Mereka yang Penuh Cinta


            Kehadiran para keluarga pasien di ruang HD ini sering membuatku begitu terharu. Perhatian dan kasih sayang mereka yang besar rasanya tak sedikit pun surut meskipun telah berlalu sekian tahun. Mereka tetap setia mendampingi dan merawat anggota keluarganya yang kini menjadi pasien HD.
            Di antara mereka, ada istri yang merawat suaminya, ada suami yang merawat istrinya, ada orangtua yang merawat anaknya, ada anak yang merawat orangtuanya, ada kakak yang merawat adiknya, ada adik yang merawat kakaknya, ada saudara yang merawat saudaranya, dan ada berbagai hubungan kekeluargaan yang lain.

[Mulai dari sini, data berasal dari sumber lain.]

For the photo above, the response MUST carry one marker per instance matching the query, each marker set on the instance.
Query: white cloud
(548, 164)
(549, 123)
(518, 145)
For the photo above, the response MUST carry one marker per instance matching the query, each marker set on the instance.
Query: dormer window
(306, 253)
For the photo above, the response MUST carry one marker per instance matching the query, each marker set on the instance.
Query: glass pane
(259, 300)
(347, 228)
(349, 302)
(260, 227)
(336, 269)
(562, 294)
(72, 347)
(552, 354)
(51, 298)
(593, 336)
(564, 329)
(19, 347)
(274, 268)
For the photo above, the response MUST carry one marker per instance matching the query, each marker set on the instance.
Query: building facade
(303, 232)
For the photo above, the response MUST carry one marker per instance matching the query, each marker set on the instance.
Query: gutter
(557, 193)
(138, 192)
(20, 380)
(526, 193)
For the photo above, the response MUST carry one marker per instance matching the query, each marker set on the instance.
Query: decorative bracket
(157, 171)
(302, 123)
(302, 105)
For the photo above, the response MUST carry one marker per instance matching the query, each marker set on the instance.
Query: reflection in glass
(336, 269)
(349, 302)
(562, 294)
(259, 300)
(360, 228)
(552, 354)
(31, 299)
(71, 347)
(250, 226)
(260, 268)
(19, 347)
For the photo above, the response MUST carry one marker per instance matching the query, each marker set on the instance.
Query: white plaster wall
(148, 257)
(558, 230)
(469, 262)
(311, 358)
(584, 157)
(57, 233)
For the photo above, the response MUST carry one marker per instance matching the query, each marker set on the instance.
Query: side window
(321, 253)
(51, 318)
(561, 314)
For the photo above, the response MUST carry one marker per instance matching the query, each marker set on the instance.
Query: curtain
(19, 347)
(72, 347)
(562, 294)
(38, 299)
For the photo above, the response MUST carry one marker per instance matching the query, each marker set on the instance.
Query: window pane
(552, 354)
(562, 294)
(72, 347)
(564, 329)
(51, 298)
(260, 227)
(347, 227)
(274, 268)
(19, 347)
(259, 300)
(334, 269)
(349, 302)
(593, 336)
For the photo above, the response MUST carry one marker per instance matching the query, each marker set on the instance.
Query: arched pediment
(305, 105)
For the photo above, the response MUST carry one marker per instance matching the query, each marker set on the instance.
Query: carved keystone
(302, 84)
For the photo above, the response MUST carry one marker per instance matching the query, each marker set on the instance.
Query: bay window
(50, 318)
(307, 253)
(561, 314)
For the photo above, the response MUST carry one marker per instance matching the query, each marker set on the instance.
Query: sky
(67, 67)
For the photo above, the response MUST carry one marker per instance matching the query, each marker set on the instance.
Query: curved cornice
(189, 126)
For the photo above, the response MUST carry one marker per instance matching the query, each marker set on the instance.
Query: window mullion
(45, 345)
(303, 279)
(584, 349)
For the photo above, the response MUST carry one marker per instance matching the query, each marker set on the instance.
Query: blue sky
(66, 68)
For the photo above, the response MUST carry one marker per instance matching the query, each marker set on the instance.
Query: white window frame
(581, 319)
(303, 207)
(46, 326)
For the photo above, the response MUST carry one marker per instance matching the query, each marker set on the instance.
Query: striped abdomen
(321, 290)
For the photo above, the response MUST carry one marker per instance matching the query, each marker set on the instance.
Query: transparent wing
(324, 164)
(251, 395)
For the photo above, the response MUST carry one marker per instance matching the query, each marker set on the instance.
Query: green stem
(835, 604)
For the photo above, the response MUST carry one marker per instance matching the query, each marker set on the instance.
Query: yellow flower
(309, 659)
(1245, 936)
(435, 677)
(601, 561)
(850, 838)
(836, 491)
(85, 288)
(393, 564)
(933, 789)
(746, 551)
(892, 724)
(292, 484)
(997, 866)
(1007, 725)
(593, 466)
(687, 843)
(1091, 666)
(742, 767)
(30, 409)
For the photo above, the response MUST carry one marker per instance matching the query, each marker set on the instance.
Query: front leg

---------------------------
            Mendampingi dan merawat pasien HD memang punya tantangan tersendiri. Dibutuhkan kesabaran ekstra. Bayangkan setiap mau HD, dua kali atau tiga kali seminggu, sebagian pasien harus ditemani ke RS. Dan di RS, sering masih banyak hal yang harus dilakukan. Mulai dari menyuapi, memijat, mengipasi, membangunkan lalu membaringkan kembali, mengantar keluar-masuk kamar mandi, mengambil obat ke apotek, mengambil darah ke PMI, dan berbagai kebutuhan lain.
            Tak ada kata bosan meskipun rutinitas yang sama itu telah mereka lakukan selama bertahun-tahun. ‘Waktu’ tak mampu memudarkan cinta mereka yang tulus. Segala usaha terbaik tetap mereka lakukan dengan sabar dan tanpa mengeluh.
            Ya, aku tahu mereka capek dan butuh istirahat. Aku juga tahu bahwa banyak urusan lain yang sebenarnya harus mereka kerjakan. Tapi demi mendampingi dan merawat sang pasien, semua ‘urusan lain’ itu dijadikan prioritas yang ke sekian.
-----------------------------
            Sikap pasien yang kadang berubah menjadi lebih emosional menjadi tantangan tersendiri. Sebagian pasien biasanya tidak mampu mengendalikan diri sehingga hal sepele pun bisa membuatnya marah-marah. Karena itu, keluarga yang mendampingi harus siap mental serta kesabaran ekstra.
            Dan itulah yang terjadi! Mereka selalu bisa memaklumi bahwa sifat emosional itu hanyalah dampak dari penyakit yang kini diderita pasien. Mereka tak membalas. Sebaliknya mereka berlapang dada menjadi tempat “pelampiasan” sikap emosional sang pasien.
            Pada kesempatan yang lain, ketika kondisi pasien sedang drop, tampak wajah mereka tampak begitu sedih dan gelisah. Mata mereka yang berkaca-kaca menjadi ekspresi kekhawatiran yang sangat dalam. Mereka khawatir, jangan-jangan itu adalah saat-saat terakhir kebersamaan mereka dengan pasien.
-------------------------------
            Mereka, para keluarga pasien itu, sungguh telah menunjukkan arti ketulusan yang sejati. Semua dilakukan tanpa pamrih, tanpa perhitungan untung-rugi. Juga tidak selalu karena alasan balas budi. Buktinya, kakakku, yang tak pernah berhutang budi padaku, tho tetap ikhlas dan setia merawat aku sejak 3,5 tahun lalu hingga sekarang. Semua dilakukan semata-mata karena cinta dan kasih sayang yang besar. Bercerita tentang cinta kakakku itu, bisa membuat air mata ini jatuh di atas keyboard. Takutnya komputer ini jadi korslet dan rusak. Jadi sebaiknya tak kulanjutkan J.